I started out leading two 5.7s, One Eyed Willy, and Adventures in Babysitting. Both were totally doable and totally scary. Everything is harder when you’re cold, and I was very cold. I couldn’t really feel my fingertips on the rock, and that made me wonder whether or not I actually had friction on them or not. Also, every kind of rock in a new type of climbing. This red sandstone conglomerate was a interesting combination of little shelves and pockets that needed to be navigated up to the top.

About an hour later we took a break to stand in the sunlight down the trail a bit. We were thinking about bailing and finding a sunny spot to climb when a couple and their dog appeared. We ended up chatting with them until another couple, friends of the first showed up as well. They both brought there adorable dogs with them, which is always a good icebreaker, and we chatted for a bit before deciding to climb together for a little while.

Thus, the young men in the group became a couple of rope guns, and we were able to pub up three climbs that I would have been much too afraid to lead: An Overflow of Good, To Boo, or Not to Boo, and Taming of the Boo. Claire and I climbed all of these on top rope, which was insanely awesome practice for more challenging outdoor climbing I was so grateful to have met up with our new friends in order to try out some seriously awesome climbing.

We departed from each other as the sun was going down, Claire and I headed into Moab to get some gas and supplies, as well as make a plan for the next day. We decided that it was just a little too cold to stay out that night, and made our way to the hostel that sits just a little ways outside of town and costs only $12 dollars a night. I am so glad we did.

After and insane time making dinner amidst twenty other people in a twenty foot square kitchen, socializing the the dirtbags and other boulderites, there, we headed to bed. I was feeling a bit off. Gassy, to be precise. And I wasn’t sure what was happening until I spent basically the rest of the night in the hostel bathroom. Somewhere along the line, we had gotten food poisoning.

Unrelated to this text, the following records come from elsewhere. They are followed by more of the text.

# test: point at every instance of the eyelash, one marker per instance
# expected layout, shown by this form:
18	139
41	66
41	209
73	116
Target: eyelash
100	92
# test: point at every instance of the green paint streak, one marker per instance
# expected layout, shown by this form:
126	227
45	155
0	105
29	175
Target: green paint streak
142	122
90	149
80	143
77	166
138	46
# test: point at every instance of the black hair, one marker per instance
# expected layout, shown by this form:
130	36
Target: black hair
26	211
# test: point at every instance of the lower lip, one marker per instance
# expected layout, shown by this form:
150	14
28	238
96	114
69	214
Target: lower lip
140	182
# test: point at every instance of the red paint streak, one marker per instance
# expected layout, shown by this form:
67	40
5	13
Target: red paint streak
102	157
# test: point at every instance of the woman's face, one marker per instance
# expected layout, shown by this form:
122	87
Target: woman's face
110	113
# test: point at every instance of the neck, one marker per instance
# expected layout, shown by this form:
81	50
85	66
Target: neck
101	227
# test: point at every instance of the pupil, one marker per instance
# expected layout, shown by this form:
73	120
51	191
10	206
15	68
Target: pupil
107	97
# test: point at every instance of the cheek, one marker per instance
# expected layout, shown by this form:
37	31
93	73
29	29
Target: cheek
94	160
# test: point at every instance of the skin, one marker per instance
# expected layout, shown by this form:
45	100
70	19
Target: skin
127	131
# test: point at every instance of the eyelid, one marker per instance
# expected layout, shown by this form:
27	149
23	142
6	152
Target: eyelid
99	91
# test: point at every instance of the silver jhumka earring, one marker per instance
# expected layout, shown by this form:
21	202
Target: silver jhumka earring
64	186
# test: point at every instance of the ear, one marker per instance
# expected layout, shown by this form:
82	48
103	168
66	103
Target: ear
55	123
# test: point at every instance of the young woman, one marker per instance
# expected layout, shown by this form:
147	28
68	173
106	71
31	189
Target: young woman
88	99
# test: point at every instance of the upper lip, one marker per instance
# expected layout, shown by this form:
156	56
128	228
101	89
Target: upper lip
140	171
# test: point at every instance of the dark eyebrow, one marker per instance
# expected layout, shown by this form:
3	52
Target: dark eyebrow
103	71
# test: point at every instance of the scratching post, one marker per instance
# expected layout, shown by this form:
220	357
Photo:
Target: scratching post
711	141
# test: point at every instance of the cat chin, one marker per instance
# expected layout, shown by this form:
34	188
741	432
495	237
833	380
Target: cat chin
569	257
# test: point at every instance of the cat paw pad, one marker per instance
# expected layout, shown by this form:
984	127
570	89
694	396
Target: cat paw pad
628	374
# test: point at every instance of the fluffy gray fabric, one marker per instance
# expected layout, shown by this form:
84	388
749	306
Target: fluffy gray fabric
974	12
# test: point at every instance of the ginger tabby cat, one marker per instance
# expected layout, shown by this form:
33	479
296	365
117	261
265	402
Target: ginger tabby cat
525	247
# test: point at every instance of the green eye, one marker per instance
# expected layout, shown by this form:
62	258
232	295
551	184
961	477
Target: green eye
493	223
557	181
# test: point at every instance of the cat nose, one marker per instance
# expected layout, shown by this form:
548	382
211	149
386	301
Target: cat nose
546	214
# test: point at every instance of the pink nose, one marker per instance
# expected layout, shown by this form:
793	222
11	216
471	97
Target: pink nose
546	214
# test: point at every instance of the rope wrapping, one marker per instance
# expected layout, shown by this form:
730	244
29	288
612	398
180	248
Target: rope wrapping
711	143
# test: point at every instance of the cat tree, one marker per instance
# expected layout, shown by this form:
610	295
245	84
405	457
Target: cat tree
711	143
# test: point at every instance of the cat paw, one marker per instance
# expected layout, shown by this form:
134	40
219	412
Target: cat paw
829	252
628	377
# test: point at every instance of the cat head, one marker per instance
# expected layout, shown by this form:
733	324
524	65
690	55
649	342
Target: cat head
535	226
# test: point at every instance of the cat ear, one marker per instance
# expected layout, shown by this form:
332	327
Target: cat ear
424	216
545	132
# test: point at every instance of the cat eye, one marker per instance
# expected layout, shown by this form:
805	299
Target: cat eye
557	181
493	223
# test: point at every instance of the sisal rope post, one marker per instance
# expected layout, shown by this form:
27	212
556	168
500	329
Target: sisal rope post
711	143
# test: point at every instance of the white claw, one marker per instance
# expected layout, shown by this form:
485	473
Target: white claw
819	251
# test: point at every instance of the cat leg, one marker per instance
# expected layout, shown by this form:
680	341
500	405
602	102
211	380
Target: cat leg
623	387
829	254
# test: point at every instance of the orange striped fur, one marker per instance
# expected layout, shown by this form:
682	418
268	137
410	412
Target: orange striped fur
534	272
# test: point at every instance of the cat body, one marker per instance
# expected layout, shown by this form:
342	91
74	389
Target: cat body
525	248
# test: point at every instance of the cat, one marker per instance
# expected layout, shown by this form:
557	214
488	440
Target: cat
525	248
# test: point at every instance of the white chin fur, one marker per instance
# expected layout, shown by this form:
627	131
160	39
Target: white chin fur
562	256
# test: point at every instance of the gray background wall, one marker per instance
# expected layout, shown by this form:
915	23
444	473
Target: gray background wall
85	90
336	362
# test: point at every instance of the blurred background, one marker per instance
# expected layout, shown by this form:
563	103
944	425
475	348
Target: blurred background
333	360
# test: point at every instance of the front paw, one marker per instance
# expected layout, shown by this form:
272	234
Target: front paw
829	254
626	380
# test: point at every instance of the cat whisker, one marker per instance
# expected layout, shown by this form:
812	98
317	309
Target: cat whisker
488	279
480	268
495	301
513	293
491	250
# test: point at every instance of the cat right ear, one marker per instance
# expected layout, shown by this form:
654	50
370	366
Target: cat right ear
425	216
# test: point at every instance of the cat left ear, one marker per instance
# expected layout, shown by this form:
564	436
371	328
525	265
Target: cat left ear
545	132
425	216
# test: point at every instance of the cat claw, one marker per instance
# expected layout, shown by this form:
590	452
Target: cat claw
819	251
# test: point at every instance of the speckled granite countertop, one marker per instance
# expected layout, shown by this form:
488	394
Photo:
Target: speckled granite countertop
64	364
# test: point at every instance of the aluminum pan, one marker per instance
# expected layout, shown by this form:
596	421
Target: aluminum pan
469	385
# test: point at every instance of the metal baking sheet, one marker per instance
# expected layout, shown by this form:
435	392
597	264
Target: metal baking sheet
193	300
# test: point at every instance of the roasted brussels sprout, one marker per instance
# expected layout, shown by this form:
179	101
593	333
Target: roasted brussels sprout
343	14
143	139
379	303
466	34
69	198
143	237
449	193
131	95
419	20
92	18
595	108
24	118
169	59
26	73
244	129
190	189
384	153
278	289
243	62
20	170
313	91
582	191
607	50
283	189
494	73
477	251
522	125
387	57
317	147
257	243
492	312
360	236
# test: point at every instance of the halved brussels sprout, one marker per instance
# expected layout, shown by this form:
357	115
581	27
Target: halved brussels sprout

And that was the theme for the next day. It was cloudy, it was cold, and we were pretty sick and miserable. Food poisoning is something you really just have to wait out and maintain hydration. We weren’t in a place to go on any adventures. We still dragged our bodies for some walks around Arches National Park, though. We went out to delicate arch, and landscape arch, holding back bodily functions along the way. By one in the afternoon, we threw in the towel and took refuge at a restaurant called 98 Center, where the served good strong coffee and insane Pho. There, we got drunk off good food and warmth while we finished our recovery. We were in there for at least three hours, and I really want to thank the proprietors for letting us be. Refuge was much needed.

We felt somewhat revived after our stay at 98 Center, and so decided to make the drive down through Indian Creek and into the Needles district of Canyonlands National Park, which I will talk about next time.



P.S. Don’t eat hummus more than three days old.